Cada cierto tiempo el debate vuelve a encenderse con nuevos nombres y nuevas promesas. Cambian las herramientas, se actualiza el vocabulario y se incorporan metodologías que aseguran ordenar el proceso proyectual y creativo. Pero el problema persiste, porque el diseño no falla por falta de métodos, sino por una formación que rara vez se detiene en el tipo de pensamiento que está cultivando y en el tipo de diseñador que estamos formando, es decir, en el tipo de mirada que estamos entrenando.
En este semidesierto formativo, enfoques como el Design Thinking encontraron terreno fértil, no tanto por su novedad, sino porque pusieron en palabras claras algo evidente: primero debemos comprender el problema y luego diseñar. El inconveniente apareció cuando esa promesa se redujo a un método de pasos ordenados por cumplir, una liturgia de mapas, post-its a destajo y plantillas que organizaban el trabajo, pero no garantizaban una comprensión acertada, ni una correcta interpretación de relaciones, contextos o insights verdaderamente relevantes.
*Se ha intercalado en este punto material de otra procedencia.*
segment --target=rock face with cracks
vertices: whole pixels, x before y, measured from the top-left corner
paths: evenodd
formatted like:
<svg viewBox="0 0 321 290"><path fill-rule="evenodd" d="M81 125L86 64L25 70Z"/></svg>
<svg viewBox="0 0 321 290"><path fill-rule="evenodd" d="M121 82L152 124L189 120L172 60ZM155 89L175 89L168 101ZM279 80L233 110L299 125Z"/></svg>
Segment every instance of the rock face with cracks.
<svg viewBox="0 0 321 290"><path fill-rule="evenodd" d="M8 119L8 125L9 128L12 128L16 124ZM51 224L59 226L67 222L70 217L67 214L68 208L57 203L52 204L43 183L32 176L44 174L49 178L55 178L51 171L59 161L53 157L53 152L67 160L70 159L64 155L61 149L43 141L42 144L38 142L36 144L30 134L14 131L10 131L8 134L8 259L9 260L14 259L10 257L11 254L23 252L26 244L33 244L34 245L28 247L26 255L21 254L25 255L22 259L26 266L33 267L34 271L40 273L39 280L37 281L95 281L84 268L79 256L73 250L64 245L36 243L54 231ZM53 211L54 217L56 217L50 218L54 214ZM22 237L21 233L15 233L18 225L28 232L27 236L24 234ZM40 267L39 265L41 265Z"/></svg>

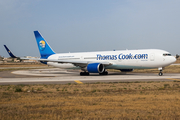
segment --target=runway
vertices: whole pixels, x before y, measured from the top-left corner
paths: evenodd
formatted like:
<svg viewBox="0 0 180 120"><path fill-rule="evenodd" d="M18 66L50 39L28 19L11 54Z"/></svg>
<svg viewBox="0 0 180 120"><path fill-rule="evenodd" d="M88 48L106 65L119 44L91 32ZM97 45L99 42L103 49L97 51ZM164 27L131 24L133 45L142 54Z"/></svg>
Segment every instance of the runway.
<svg viewBox="0 0 180 120"><path fill-rule="evenodd" d="M11 77L8 77L11 74ZM180 74L164 73L158 76L154 73L121 73L109 72L109 75L90 74L79 76L79 71L66 71L59 68L19 70L0 75L0 84L67 84L67 83L97 83L97 82L147 82L147 81L180 81ZM13 77L13 75L15 77ZM19 76L19 77L18 77Z"/></svg>

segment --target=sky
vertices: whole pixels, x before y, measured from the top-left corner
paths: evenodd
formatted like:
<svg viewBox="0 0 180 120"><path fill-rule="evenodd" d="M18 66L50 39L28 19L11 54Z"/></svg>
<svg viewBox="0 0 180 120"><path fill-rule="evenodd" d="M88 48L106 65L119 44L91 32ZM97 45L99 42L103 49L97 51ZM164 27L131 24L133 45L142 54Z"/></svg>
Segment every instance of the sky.
<svg viewBox="0 0 180 120"><path fill-rule="evenodd" d="M179 0L0 0L0 56L39 57L33 31L56 53L162 49L180 54Z"/></svg>

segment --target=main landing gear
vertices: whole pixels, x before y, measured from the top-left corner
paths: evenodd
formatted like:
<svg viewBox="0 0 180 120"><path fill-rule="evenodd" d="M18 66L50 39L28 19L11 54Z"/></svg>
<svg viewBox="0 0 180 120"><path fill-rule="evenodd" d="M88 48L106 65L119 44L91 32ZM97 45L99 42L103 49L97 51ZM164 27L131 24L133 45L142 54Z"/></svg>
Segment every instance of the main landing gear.
<svg viewBox="0 0 180 120"><path fill-rule="evenodd" d="M89 72L80 72L80 76L88 76Z"/></svg>
<svg viewBox="0 0 180 120"><path fill-rule="evenodd" d="M163 73L162 73L163 68L158 68L158 70L160 71L159 76L162 76L163 75Z"/></svg>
La observación se transformó entonces en un trámite y dejó de ser una práctica intelectual para convertirse en una simulación de pensamiento. Esto resulta preocupante, porque cuando la observación es débil, la tecnología se convierte en refugio identitario, y una identidad profesional basada en el software de moda es frágil y fácilmente reemplazable.
El problema, por tanto, está a la vista y no es la tecnología, sino la ilusión de que el pensamiento puede delegarse en métodos o plataformas. La observación profunda – la que produce conocimiento y no solo información – no se automatiza ni se descarga, se entrena lentamente, con rigor y paciencia.
El desafío para la educación en diseño hoy no consiste en sumar más frameworks ni en actualizar sin pausa el listado de competencias, mallas o perfiles de egreso, sino en enseñar a observar como un acto intelectual y no como una fase del proceso. Enseñar a transformar lo observado en conocimiento y ese conocimiento en decisiones con sentido e impacto real en las personas y usuarios de productos o servicios. Mientras la observación siga tratándose como un trámite, el método como salvación y el resultado visual como prueba de éxito, el diseño continuará confundiendo creatividad con decoración y proceso con pensamiento.
Raya para la suma, y a riesgo de parecer para muchos en exceso “etéreo”, tal vez el diseñador que hoy necesitamos sea el que sabe mirar donde otros no miran y cuestionar incluso aquello que se le enseñó como incuestionable. En ese sentido, observar – como planteaba Fabio Cruz, fundador de la Escuela de Arquitectura y Diseño de la PUCV – no es una técnica ni una etapa, sino una actividad del cuerpo y del espíritu que permite acceder, una y otra vez, a una visión siempre nueva de la realidad.